Bacteriophages—the viruses that infect prokaryotes—are the most abundant biological entities on Earth and play fundamental roles in shaping microbial communities. Despite their ubiquity, the vast majority remain uncharacterized, constituting a significant fraction of unidentified sequences in metagenomic datasets. While deep learning-based tools have improved viral sequence identification, they often suffer from high false positive rates when analyzing divergent sequences 1. To address this challenge, we introduce Jaeger, a homology-free deep learning framework designed to identify bacteriophage genome fragments from metagenome-assembled contigs.
Jaeger leverages a convolutional neural network (CNN) with dilated convolutions and six-frame amino acid parameter sharing to directly recognize protein-level signatures from six-frame translated nucleotide sequences. The model is trained to classify short nucleotide fragments into one of four categories: bacteria, archaea, eukaryote, and phage. For longer sequences, a sliding window approach aggregates predictions across multiple non-overlapping fragments to determine the final classification.

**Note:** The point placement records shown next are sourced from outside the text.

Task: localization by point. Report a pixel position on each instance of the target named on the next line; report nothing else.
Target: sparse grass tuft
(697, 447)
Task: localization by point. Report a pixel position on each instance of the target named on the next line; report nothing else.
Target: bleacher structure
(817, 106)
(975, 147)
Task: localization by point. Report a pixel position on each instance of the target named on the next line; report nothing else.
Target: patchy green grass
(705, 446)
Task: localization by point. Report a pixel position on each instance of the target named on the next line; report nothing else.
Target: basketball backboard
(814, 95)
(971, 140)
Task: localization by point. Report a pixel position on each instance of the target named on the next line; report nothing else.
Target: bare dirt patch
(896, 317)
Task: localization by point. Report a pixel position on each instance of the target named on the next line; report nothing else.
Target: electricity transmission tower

While neural networks are highly sensitive, they can generate spurious predictions when encountering sequences that significantly deviate from the training distribution. To mitigate this, we incorporated a neural mean discrepancy-based 2 auxiliary model—termed the reliability model—to detect out-of-distribution samples at deployment, further improving performance.
Extensive benchmarking on the IMG/VR 3 database and real-world metagenomes reveals Jaeger’s consistently high sensitivity (0.87) and precision (0.92) compared to state-of-the-art tools such as VirSorter2 and geNomad 4, Jaeger achieves similar classification accuracy while offering substantial computational speed improvements—running up to 20 times faster in CPU mode and 140 times faster with GPU acceleration. Its scalability allows it to process vast metagenomic datasets efficiently.
Application of Jaeger to approximately 16,000 metagenomic assemblies from the MGnify 5 database identified over five million putative phage contigs, highlighting its potential for uncovering hidden viral diversity. Additionally, Jaeger effectively identifies prophages and distinguishes viral sequences from bacterial, archaeal, and eukaryotic sequences. By integrating deep learning with reliability assessment, Jaeger enhances the robustness of viral sequence identification, making it a powerful tool for large-scale metagenomic studies.
Jaeger is open-source, easy to install, and supports GPU acceleration, making it accessible for large-scale analyses. Its ability to accurately and efficiently classify bacteriophage sequences will aid in uncovering viral diversity and advancing microbial ecology research.
Availability:
Code: https://github.com/MGXlab/Jaeger
Preprint: https://www.biorxiv.org/content/10.1101/2024.09.24.612722v1
Bibliography
1. Wu, L.-Y. et al. Benchmarking bioinformatic virus identification tools using real-world metagenomic data across biomes. Genome Biol. 25, 97 (2024).
2. Dong, X. et al. Neural Mean Discrepancy for Efficient Out-of-Distribution Detection. arXiv (2021) doi:10.48550/arxiv.2104.11408.
3. Camargo, A. P. et al. IMG/VR v4: an expanded database of uncultivated virus genomes within a framework of extensive functional, taxonomic, and ecological metadata. Nucleic Acids Res. 51, D733–D743 (2023).
4. Camargo, A. P. et al. Identification of mobile genetic elements with geNomad. Nat. Biotechnol. 42, 1303–1312 (2024).
5. Richardson, L. et al. MGnify: the microbiome sequence data analysis resource in 2023. Nucleic Acids Res. 51, D753–D759 (2023).